Tag 437: Die Fukushima-Katastrophe wird vier Jahre alt

von Heiko Gärtner
21.03.2015 23:58 Uhr

Einen Tag vor Heikos Geburtstag vor vier Jahren richtete die ganze Welt ihre Aufmerksamkeit nach Japan. Hier hatte es eines der gewaltigsten Erdbeben gegeben, dass das Land je erlebt hatte. Doch das war nicht das eigentlich schlimme. Schlimm war der Tsunami, der durch das Beben ausgelöst wurde. Mit einer Höhe von mehr als dreißig Metern und einer Geschwindigkeit von mehreren Hundert Kilometern pro Stunde raste eine gewaltige Flutwelle auf die Japanische Küste zu und zerstörte dabei nicht nur einige Städte, sondern auch das Örtchen Fukushima. Und in diesem kleinen, bis dahin unbekannten Küstenort gab es einen hochtechnisierten und bis dahin als sicher eingestuften Kernreaktor, der den Geist aufgab und in seine Einzelteile zerfiel. In Fukushima kam es damit zum zweiten Super-GAU in der Geschichte der Atomenergie, von dem die Öffentlichkeit etwas erfahren durfte. Was sonst noch in diesem Bereich verschwiegen wird, darüber kann man nur spekulieren, doch dazu kommen wir später noch. Zuvor hatte noch niemand in Europa überhaupt von diesem Kraftwerk gehört, doch von diesem Tag an war es ein Begriff, den jeder kannte. Tage und Wochen lang hörte man nichts anderes mehr und fast war man sich sicher, dass die Welt diesmal der globalen Atomkatastrophe zum Opfer fallen würde. Doch dann verschwanden die Nachrichten wieder von der Bildfläche, ebenso plötzlich wie sie aufgetaucht waren und seither hat man so gut wie nichts mehr von der Katastrophe und ihren Folgen gehört. Seit dem sind nun fast genau vier Jahre vergangen. Grund genug, sich den Vorfall noch einmal genauer anzuschauen.

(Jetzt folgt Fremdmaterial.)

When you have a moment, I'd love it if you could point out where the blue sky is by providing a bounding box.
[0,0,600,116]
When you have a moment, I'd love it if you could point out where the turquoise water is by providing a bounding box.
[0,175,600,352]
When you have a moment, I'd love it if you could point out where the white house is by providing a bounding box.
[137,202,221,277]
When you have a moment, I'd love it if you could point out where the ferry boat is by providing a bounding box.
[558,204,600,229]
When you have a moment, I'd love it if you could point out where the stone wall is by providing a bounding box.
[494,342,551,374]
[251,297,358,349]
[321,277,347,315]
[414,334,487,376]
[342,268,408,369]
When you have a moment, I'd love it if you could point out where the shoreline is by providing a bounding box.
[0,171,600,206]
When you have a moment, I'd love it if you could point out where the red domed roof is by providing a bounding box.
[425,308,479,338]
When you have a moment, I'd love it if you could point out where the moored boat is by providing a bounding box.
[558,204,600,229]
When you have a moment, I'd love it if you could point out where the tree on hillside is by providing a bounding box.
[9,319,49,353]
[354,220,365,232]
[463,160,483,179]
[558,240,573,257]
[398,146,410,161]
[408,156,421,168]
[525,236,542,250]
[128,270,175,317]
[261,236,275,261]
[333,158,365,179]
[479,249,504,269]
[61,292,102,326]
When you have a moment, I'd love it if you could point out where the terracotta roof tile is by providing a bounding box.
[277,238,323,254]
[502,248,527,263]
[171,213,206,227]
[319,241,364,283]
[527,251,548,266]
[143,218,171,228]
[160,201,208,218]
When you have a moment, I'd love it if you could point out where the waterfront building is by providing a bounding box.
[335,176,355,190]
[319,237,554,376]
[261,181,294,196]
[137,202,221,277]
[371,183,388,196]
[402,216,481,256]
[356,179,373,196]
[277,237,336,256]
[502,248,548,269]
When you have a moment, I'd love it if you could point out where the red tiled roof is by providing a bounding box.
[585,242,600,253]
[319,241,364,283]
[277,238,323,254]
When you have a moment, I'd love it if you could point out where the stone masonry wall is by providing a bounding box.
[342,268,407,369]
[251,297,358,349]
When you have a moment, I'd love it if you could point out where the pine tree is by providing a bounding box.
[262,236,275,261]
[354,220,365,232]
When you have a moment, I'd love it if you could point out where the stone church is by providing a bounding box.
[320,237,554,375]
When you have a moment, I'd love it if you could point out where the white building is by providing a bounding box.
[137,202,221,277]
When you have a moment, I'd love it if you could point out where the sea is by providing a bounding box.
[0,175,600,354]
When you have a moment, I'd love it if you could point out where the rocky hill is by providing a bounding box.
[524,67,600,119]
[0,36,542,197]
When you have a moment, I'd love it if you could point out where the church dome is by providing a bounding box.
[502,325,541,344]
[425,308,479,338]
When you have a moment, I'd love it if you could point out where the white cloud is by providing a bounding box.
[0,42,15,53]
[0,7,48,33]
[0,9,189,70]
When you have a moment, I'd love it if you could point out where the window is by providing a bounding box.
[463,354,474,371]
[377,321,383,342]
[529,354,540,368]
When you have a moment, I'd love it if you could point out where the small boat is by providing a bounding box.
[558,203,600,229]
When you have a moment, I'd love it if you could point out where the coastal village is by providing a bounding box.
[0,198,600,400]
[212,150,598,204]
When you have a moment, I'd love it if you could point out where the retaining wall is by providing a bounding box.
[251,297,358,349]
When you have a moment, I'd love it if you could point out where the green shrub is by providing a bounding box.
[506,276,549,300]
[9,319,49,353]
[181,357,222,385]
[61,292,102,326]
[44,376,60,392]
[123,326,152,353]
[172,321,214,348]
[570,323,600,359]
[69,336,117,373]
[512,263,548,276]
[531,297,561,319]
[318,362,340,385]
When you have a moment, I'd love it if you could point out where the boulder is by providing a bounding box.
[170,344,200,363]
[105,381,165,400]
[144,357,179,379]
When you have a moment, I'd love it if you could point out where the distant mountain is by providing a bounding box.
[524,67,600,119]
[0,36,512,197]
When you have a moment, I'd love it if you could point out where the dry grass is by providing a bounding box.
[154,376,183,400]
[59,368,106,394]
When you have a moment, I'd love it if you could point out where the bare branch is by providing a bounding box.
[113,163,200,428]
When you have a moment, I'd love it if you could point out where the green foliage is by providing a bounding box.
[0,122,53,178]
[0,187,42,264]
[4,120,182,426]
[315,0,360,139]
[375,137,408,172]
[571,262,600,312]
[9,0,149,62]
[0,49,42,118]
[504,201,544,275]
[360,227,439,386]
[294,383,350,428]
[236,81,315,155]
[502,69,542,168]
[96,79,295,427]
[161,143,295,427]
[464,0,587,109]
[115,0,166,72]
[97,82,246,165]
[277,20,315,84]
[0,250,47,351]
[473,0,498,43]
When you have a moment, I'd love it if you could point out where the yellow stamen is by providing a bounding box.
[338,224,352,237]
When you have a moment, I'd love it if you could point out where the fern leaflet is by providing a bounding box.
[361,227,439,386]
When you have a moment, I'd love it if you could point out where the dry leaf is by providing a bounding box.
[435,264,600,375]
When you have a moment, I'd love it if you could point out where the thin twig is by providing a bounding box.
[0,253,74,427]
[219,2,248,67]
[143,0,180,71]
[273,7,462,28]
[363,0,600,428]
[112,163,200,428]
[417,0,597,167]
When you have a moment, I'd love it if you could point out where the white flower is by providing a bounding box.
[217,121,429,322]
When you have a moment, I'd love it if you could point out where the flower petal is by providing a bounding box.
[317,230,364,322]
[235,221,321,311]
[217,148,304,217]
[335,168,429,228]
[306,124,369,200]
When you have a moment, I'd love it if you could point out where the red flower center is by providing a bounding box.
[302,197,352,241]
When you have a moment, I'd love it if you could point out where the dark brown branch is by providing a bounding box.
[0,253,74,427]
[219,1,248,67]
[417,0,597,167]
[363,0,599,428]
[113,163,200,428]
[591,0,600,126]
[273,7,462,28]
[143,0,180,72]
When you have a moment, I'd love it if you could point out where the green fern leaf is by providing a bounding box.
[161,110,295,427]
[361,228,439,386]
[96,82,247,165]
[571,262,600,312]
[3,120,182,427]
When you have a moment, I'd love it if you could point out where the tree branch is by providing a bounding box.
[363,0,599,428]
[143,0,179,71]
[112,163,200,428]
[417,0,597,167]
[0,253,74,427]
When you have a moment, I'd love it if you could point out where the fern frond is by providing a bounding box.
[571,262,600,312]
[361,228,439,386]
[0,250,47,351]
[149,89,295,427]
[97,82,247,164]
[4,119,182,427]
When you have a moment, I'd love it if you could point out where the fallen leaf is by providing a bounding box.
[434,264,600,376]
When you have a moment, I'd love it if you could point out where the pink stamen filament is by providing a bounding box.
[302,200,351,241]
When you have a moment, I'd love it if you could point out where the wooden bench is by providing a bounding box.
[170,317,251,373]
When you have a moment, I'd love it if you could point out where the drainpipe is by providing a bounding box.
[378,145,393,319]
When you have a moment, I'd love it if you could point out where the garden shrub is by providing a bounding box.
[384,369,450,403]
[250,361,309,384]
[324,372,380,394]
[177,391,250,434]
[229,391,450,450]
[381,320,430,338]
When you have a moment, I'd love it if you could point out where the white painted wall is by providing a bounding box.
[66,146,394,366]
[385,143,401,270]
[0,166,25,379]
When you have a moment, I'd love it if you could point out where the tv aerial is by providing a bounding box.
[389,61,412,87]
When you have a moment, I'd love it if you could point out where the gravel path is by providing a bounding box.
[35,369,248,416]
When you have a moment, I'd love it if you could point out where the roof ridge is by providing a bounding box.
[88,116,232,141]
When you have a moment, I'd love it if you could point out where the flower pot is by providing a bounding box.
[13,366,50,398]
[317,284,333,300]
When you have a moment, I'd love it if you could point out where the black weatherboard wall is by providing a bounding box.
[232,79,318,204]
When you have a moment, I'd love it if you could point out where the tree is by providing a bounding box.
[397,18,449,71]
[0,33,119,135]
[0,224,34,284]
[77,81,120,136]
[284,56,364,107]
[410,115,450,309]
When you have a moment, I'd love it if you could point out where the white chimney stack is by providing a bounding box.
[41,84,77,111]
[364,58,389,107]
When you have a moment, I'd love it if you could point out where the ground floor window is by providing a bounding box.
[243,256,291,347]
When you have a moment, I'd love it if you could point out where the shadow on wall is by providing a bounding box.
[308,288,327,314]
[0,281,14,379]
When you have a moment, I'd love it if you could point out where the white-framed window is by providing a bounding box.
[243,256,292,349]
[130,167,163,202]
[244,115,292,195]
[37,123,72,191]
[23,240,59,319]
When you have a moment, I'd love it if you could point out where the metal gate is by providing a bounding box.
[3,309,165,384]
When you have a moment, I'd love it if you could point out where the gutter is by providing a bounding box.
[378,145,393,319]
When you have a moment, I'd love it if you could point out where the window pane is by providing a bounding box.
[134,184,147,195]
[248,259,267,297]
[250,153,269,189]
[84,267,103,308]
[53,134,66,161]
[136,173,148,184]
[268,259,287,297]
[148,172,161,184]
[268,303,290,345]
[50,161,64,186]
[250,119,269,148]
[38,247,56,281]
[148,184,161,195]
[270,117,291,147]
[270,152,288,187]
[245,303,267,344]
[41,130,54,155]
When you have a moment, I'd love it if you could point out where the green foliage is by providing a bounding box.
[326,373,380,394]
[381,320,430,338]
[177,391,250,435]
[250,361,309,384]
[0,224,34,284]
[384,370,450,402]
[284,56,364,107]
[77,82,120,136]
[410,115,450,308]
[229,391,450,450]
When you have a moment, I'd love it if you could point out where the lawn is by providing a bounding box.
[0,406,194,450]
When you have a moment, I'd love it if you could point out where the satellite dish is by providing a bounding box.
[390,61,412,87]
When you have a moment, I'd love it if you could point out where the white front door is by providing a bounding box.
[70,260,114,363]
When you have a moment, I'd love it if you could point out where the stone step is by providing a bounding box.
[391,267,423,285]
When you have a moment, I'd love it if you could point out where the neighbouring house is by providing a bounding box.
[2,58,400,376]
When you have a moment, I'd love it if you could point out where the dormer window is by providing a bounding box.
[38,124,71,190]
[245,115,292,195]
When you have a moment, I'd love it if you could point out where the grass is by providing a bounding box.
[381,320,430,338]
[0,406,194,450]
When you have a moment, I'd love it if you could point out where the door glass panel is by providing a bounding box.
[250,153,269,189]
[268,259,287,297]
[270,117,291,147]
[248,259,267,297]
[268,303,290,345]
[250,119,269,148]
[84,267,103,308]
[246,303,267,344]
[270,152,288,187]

Man muss schon sagen, dass sich die freundlichen Herren von der Atomindustrie alle Mühe geben, um unser Leben zu erleichtern. Nicht nur, dass sie uns eine kreative Lösung für unseren ständig wachsenden Energiebedarf aufzeigen, sie erleichtern uns außerdem unsere Entscheidung bei der Wahl unserer Urlaubsländer und ersparen uns das mühsame Lernen von Wissen über essbare Pilze. Als Destruenten und als einzige Lebensformen, die radioaktive Strahlung aufnehmen und abbauen können, sind selbst die essbarsten und bekömmlichsten Pilze, nach Tschernobyl und Fukushima keine sinnvolle Ergänzung des Speiseplans mehr. Jedenfalls nicht, wenn das, was wir über Radioaktivität zu wissen glauben wirklich der Wahrheit entspricht.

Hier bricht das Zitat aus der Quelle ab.